Similar patterns of imperial insecurity and racial anxiety were at work in surveilling and suppressing South Asians’ protest against imperial hierarchies of race and racist and misogynist US immigration laws on the US West Coast. One key protesting group was the Ghadar party with its global anti-imperial network, which motivated US officials to follow the party members’ tracks and expand their own monitoring networks accordingly. As chapter three shows, they did so in complicity with the British Empire. A central incentive to forge a strong transatlantic alliance to fight anarchism and sedition was to maintain white supremacy in the imperial order. In Hawai’i US officials believed to have detected sedition in Japanese empire-coordinated Asian solidarity of Filipino and Japanese workers in plantation labor struggles (Ch. 4). Their fear of invasion and sedition thus compelled them to stretch the US security state from the Philippines to Hawai’i, but later also to places such as Harlem and Mexico City. Especially in the wake of the Bolshevik Revolution and the Third International’s anti-imperial ambitions, they believed, Filipinos, South Asians, and African Americans might conspire against the United States by forging Asian and/or non-white solidarity with the help of Tokyo and Moscow (Ch. 5). During the war, when imperial competition between the US and Japan intensified, these beliefs justified yet again counterrevolutionary violence in the severe suppression of the Sakdalista uprising in the Philippines (Ch. 6). The making of the US security state, Jung keeps demonstrating, grounded in racism, and its racial politics kept racializing radicals, radicalism, and sedition.

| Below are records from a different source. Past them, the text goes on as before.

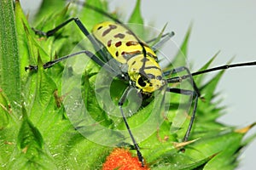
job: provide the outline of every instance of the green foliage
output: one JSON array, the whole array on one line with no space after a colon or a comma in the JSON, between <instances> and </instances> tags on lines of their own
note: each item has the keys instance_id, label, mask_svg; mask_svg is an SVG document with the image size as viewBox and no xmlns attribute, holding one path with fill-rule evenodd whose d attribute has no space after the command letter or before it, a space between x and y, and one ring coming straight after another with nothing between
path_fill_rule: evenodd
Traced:
<instances>
[{"instance_id":1,"label":"green foliage","mask_svg":"<svg viewBox=\"0 0 256 170\"><path fill-rule=\"evenodd\" d=\"M100 0L87 2L91 2L94 6L108 11L106 2ZM1 168L101 169L106 156L113 148L100 144L100 142L108 141L108 143L113 142L125 146L125 143L131 144L131 139L127 136L122 136L123 133L117 131L102 133L96 128L94 130L92 128L100 124L108 129L125 130L122 119L108 115L101 108L101 103L97 101L94 90L96 76L100 67L90 61L86 69L81 71L83 77L79 77L78 82L68 82L68 87L65 87L68 90L82 89L82 97L84 99L83 103L89 110L90 116L96 120L96 124L83 119L84 113L74 116L78 117L74 124L73 120L70 119L70 115L66 112L68 108L64 108L61 103L65 102L68 96L68 93L61 93L63 92L61 87L63 71L67 73L68 77L76 77L77 72L69 68L68 65L64 66L65 62L48 70L43 69L43 63L52 60L56 56L61 57L69 54L75 45L84 38L84 36L74 23L71 23L54 37L39 37L32 31L19 2L15 4L15 12L12 5L11 1L0 2ZM56 5L61 7L58 8L58 11L55 11ZM73 4L65 6L59 1L45 0L35 18L35 27L49 31L72 16L79 16L89 30L95 24L109 20L86 8L78 10L77 6ZM129 21L143 23L139 0ZM172 62L175 65L185 64L183 55L187 54L190 31L189 29L181 46L181 51ZM87 45L86 42L85 44ZM202 69L207 69L215 57ZM78 58L79 59L79 56ZM38 71L26 72L24 68L29 65L38 65ZM170 69L172 65L166 68ZM203 75L195 79L205 98L205 101L199 101L196 120L190 136L190 139L196 140L181 143L189 119L185 120L180 129L174 133L170 132L177 109L176 105L180 103L180 99L177 95L172 97L171 106L166 110L163 122L160 122L154 131L139 144L142 153L151 169L233 169L236 167L236 158L241 149L255 136L243 141L243 137L249 128L244 131L235 130L234 128L216 122L216 118L224 111L223 108L218 108L218 103L213 100L216 97L215 88L223 74L224 71L220 71L206 84L202 84L205 77ZM113 82L110 91L112 99L115 103L118 102L125 87L126 83L122 81ZM102 87L101 89L104 88L106 87ZM132 99L135 99L131 98ZM154 124L158 122L158 118L163 119L163 115L160 114L162 113L163 108L155 109L155 105L162 105L162 102L163 98L155 97L148 105L129 117L130 126L133 128L142 123L145 123L146 126L148 119L150 118L148 113L152 109L154 114L158 115L157 118L153 120ZM131 104L128 102L125 105ZM119 110L114 111L119 114ZM149 129L151 125L147 126ZM87 130L88 128L91 131ZM89 140L80 133L98 139L98 142ZM134 133L136 138L143 135L143 133ZM108 138L102 138L103 135ZM185 149L185 152L178 150L181 147Z\"/></svg>"}]
</instances>

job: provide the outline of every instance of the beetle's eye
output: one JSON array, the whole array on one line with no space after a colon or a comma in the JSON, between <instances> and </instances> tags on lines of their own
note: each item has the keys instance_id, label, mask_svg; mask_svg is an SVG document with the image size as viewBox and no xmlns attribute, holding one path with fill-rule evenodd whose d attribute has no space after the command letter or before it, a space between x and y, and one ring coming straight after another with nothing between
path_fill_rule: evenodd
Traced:
<instances>
[{"instance_id":1,"label":"beetle's eye","mask_svg":"<svg viewBox=\"0 0 256 170\"><path fill-rule=\"evenodd\" d=\"M137 83L138 83L141 87L145 87L145 86L146 86L146 82L144 82L143 76L139 77L139 79L137 80Z\"/></svg>"}]
</instances>

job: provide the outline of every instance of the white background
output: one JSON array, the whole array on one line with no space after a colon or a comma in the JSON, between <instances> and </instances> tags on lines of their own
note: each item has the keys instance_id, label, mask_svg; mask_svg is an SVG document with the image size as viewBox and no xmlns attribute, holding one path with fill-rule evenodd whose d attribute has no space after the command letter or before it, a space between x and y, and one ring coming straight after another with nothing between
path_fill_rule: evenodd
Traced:
<instances>
[{"instance_id":1,"label":"white background","mask_svg":"<svg viewBox=\"0 0 256 170\"><path fill-rule=\"evenodd\" d=\"M20 0L22 7L32 13L35 0ZM113 9L131 14L136 0L109 0ZM168 22L167 31L174 31L173 40L180 45L193 22L188 58L195 71L218 51L221 51L212 66L256 60L256 0L142 0L146 23L161 29ZM244 127L256 122L256 66L226 71L218 92L228 106L219 122ZM253 128L249 134L256 133ZM237 169L254 169L256 140L240 156Z\"/></svg>"}]
</instances>

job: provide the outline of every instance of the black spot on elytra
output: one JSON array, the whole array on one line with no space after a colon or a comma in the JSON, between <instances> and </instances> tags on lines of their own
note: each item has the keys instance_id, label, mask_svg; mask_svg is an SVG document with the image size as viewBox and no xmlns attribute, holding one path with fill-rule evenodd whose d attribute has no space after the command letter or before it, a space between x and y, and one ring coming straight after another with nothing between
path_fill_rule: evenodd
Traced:
<instances>
[{"instance_id":1,"label":"black spot on elytra","mask_svg":"<svg viewBox=\"0 0 256 170\"><path fill-rule=\"evenodd\" d=\"M120 45L122 45L122 42L116 42L114 45L115 45L116 48L118 48L118 47L119 47Z\"/></svg>"},{"instance_id":2,"label":"black spot on elytra","mask_svg":"<svg viewBox=\"0 0 256 170\"><path fill-rule=\"evenodd\" d=\"M125 35L122 34L122 33L118 33L118 34L113 36L113 37L119 37L120 39L123 39L125 37Z\"/></svg>"}]
</instances>

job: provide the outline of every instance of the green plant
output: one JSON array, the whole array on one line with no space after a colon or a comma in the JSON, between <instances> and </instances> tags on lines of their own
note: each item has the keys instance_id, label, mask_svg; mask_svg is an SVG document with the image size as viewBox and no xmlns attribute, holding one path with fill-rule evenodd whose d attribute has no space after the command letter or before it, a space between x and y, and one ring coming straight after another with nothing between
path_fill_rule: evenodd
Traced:
<instances>
[{"instance_id":1,"label":"green plant","mask_svg":"<svg viewBox=\"0 0 256 170\"><path fill-rule=\"evenodd\" d=\"M44 31L52 29L71 15L79 16L84 25L90 28L102 21L102 15L89 9L78 10L73 6L65 6L61 1L44 1L36 16L36 28ZM102 1L87 1L103 10L108 5ZM52 12L58 5L61 8ZM57 35L49 38L38 37L32 31L24 16L19 2L1 1L1 37L0 37L0 163L3 169L101 169L106 157L113 148L91 142L80 134L68 119L61 105L61 81L64 64L58 64L49 70L43 69L43 63L57 56L69 54L84 36L75 26L69 26ZM50 14L49 14L50 13ZM88 20L90 19L90 20ZM139 19L139 20L137 20ZM139 1L129 22L143 24L140 15ZM78 32L73 34L73 32ZM172 64L184 62L182 54L186 55L189 31ZM72 35L72 36L71 36ZM87 45L87 44L86 44ZM7 57L8 56L8 57ZM212 58L201 69L207 69ZM38 65L37 72L26 72L28 65ZM172 67L170 65L169 67ZM84 104L93 110L92 116L99 122L104 120L106 127L122 128L119 119L108 117L98 106L95 94L95 75L99 66L90 62L86 67L82 84ZM72 72L73 73L73 72ZM181 141L189 120L180 130L170 133L175 105L179 104L176 96L172 99L166 121L150 137L140 143L146 162L152 169L233 169L237 166L236 158L242 147L254 136L243 140L245 133L253 125L243 129L236 129L216 122L223 113L216 98L215 88L224 71L206 84L204 76L195 77L201 92L206 94L205 101L199 101L196 121L189 143ZM73 84L71 84L73 86ZM77 85L77 84L74 84ZM125 88L117 81L113 88L113 99L120 96ZM156 101L157 102L157 101ZM140 110L129 119L132 127L136 120L147 118L148 106ZM113 126L115 125L115 126ZM79 124L79 126L86 126ZM77 127L76 127L77 128ZM111 141L111 137L106 139ZM185 152L178 148L183 146ZM91 150L93 149L93 152ZM131 150L133 152L133 150Z\"/></svg>"}]
</instances>

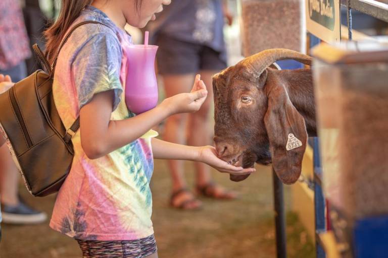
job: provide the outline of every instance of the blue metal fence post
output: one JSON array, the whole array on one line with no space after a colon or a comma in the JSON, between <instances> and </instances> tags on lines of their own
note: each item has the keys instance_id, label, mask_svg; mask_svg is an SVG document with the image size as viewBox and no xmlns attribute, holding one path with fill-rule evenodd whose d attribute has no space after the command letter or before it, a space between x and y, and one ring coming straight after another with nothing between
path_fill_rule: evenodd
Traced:
<instances>
[{"instance_id":1,"label":"blue metal fence post","mask_svg":"<svg viewBox=\"0 0 388 258\"><path fill-rule=\"evenodd\" d=\"M276 237L276 257L287 257L285 214L283 195L283 183L272 169L273 180L273 206L275 211L275 227Z\"/></svg>"},{"instance_id":2,"label":"blue metal fence post","mask_svg":"<svg viewBox=\"0 0 388 258\"><path fill-rule=\"evenodd\" d=\"M310 34L310 47L312 48L320 43L321 40ZM326 257L323 248L319 241L318 234L326 230L326 217L325 199L322 190L322 166L319 153L319 141L317 137L313 138L314 150L314 208L315 223L315 246L317 258Z\"/></svg>"}]
</instances>

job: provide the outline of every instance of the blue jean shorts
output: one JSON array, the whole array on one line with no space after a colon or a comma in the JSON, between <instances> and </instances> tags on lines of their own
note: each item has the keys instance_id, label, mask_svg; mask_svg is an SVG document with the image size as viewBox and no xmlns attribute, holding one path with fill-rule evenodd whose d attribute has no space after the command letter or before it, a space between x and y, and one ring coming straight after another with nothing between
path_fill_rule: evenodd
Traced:
<instances>
[{"instance_id":1,"label":"blue jean shorts","mask_svg":"<svg viewBox=\"0 0 388 258\"><path fill-rule=\"evenodd\" d=\"M158 35L156 44L159 47L156 55L158 72L162 75L218 72L227 67L226 50L218 51L164 34Z\"/></svg>"}]
</instances>

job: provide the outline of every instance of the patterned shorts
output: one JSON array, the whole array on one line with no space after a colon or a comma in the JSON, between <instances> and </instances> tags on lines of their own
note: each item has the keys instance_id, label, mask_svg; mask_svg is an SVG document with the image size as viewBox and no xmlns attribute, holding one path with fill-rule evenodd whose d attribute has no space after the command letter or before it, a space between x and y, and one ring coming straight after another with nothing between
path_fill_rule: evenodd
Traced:
<instances>
[{"instance_id":1,"label":"patterned shorts","mask_svg":"<svg viewBox=\"0 0 388 258\"><path fill-rule=\"evenodd\" d=\"M83 258L143 258L157 251L154 235L134 240L77 241Z\"/></svg>"}]
</instances>

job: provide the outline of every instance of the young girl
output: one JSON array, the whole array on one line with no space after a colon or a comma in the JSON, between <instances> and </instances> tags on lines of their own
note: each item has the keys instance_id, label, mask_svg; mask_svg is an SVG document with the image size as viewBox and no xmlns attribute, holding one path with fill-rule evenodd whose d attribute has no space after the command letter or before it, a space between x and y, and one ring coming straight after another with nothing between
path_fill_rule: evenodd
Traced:
<instances>
[{"instance_id":1,"label":"young girl","mask_svg":"<svg viewBox=\"0 0 388 258\"><path fill-rule=\"evenodd\" d=\"M62 48L54 98L65 126L79 115L72 139L75 156L54 207L50 226L76 239L84 257L157 257L149 183L154 158L206 163L241 174L210 146L193 147L152 138L151 128L174 114L198 110L207 91L199 76L189 93L165 99L135 116L125 105L125 51L131 44L126 23L143 27L170 0L62 0L58 21L46 32L53 59L64 36L78 28ZM174 46L171 46L174 47Z\"/></svg>"}]
</instances>

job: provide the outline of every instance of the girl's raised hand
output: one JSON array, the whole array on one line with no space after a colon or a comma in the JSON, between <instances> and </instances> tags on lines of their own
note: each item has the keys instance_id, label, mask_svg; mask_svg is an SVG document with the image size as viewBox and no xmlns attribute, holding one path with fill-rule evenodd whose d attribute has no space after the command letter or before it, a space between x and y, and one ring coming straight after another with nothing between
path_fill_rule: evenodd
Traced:
<instances>
[{"instance_id":1,"label":"girl's raised hand","mask_svg":"<svg viewBox=\"0 0 388 258\"><path fill-rule=\"evenodd\" d=\"M197 75L189 93L181 93L165 99L161 104L167 109L170 115L198 111L208 96L208 91L201 76Z\"/></svg>"},{"instance_id":2,"label":"girl's raised hand","mask_svg":"<svg viewBox=\"0 0 388 258\"><path fill-rule=\"evenodd\" d=\"M4 76L0 74L0 94L8 90L14 84L9 75Z\"/></svg>"}]
</instances>

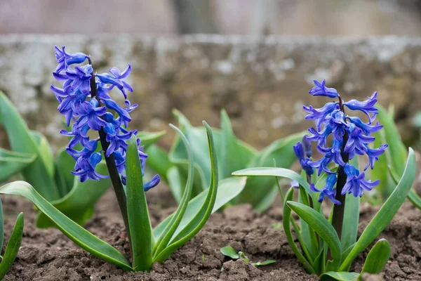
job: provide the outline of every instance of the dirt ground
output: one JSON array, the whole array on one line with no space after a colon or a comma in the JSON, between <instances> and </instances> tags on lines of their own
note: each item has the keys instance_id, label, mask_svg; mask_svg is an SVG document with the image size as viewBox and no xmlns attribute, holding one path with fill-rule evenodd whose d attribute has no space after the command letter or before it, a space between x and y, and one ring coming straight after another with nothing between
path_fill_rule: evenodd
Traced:
<instances>
[{"instance_id":1,"label":"dirt ground","mask_svg":"<svg viewBox=\"0 0 421 281\"><path fill-rule=\"evenodd\" d=\"M100 200L86 228L119 250L128 254L126 233L112 190ZM156 226L175 209L168 188L159 185L147 192L152 224ZM25 214L22 246L12 269L4 278L18 280L316 280L305 273L290 250L282 228L279 200L263 214L248 205L225 209L213 214L206 226L163 264L155 263L149 273L129 273L79 249L56 229L35 228L34 206L22 197L1 197L6 217L6 238L18 212ZM362 204L359 233L378 207ZM380 276L367 280L421 280L421 211L406 202L379 236L392 247L391 258ZM232 246L253 262L274 259L275 263L256 268L242 260L230 260L221 247ZM352 270L359 272L368 251L359 256ZM223 269L222 269L223 268Z\"/></svg>"}]
</instances>

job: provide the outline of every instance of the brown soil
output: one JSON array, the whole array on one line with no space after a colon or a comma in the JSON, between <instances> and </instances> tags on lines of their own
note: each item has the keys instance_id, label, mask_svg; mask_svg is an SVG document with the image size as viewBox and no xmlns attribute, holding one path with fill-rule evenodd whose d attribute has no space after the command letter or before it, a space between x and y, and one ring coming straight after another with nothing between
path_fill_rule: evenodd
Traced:
<instances>
[{"instance_id":1,"label":"brown soil","mask_svg":"<svg viewBox=\"0 0 421 281\"><path fill-rule=\"evenodd\" d=\"M166 188L157 187L147 196L154 225L174 210L174 201ZM25 216L22 247L4 278L7 281L317 280L305 272L290 249L283 230L272 226L281 222L282 209L278 200L264 214L253 212L248 205L213 214L194 238L163 264L154 264L149 273L125 272L80 249L55 229L36 228L33 205L21 197L3 196L2 200L6 239L18 213L23 211ZM376 209L363 204L360 234ZM128 253L122 220L112 190L101 199L86 227ZM421 280L421 211L406 203L380 237L387 238L392 246L390 261L381 276L386 280ZM230 261L220 253L220 249L227 245L243 251L253 261L271 259L276 262L256 268L241 260ZM361 270L367 252L357 258L352 269ZM382 278L371 276L366 280Z\"/></svg>"}]
</instances>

Despite the focus on the making of the US security state, Menace to Empire is not a political or institutional history from above, but an actor-centered social and cultural history – although not necessarily from below. Jung’s narrative strategy is to tell the story of the US security state through the discursive field of mid-ranking US officials as well as through the experiences of their opponents, including Filipino and South Asian revolutionaries, African American internationalists, and Japanese socialists. One might argue that class and capital in the context of the US security state could have been explored more. Also, more attention could have been paid to competing sets of racism and racial hierarchy in early twentieth century Asia. In Jung’s narrative, white supremacy remains the dominant racist ideology, which it undoubtedly was, but there were other ones as well, which would have allowed, for instance, to articulate a stronger critique of Japanese imperialism. One might also complain that Jung’s biographical vignettes structuring his narrative are glossing over the insurrectos’ fragmentary documented and contradictory everyday experiences. However, as Jung convincingly elucidates, his storytelling is more than striving for effect. Rather, it is striving for affect to raise attention to the histories and perspectives of anti-colonial and anti-imperial struggles. This shall help creating “a historical consciousness” that allow us to see and think of other possibilities than a world dominated by empire, racism, and white supremacy. Or, as Jung eloquently puts it, in the past, present and future “struggle for justice and democracy, we cannot but be a menace to empire” (p. 25). That said, Menace to Empire is a book for all of us.

Notes:
1 Bernhard S. Cohen, Colonialism and its Forms of Knowledge. The British in India, Princeton 1997; Ann L. Stoler and Frederik Cooper (eds.), Tensions of Empire. Colonial Cultures in a Bourgeois World, Berkeley 1997.
2 Benedict Anderson, Under Three Flags. Anarchism and the Anti-Colonial Imagination, New York 2006; Maia Ramnath, Haj to Utopia. How the Ghadar Movement Charted Global Radicalism and Attempted to Overthrow the British Empire, Berkeley 2011; Tim Harper, Underground Asia. Global Revolutionaries and the Assault on Empire, Cambridge, MA 2022; David R. Ambaras, Japan's Imperial Underworlds. Intimate Encounters at the Borders of Empire, Cambridge 2018; David Graeber, Pirate Enlightenment, or the Real Libertalia, London 2023.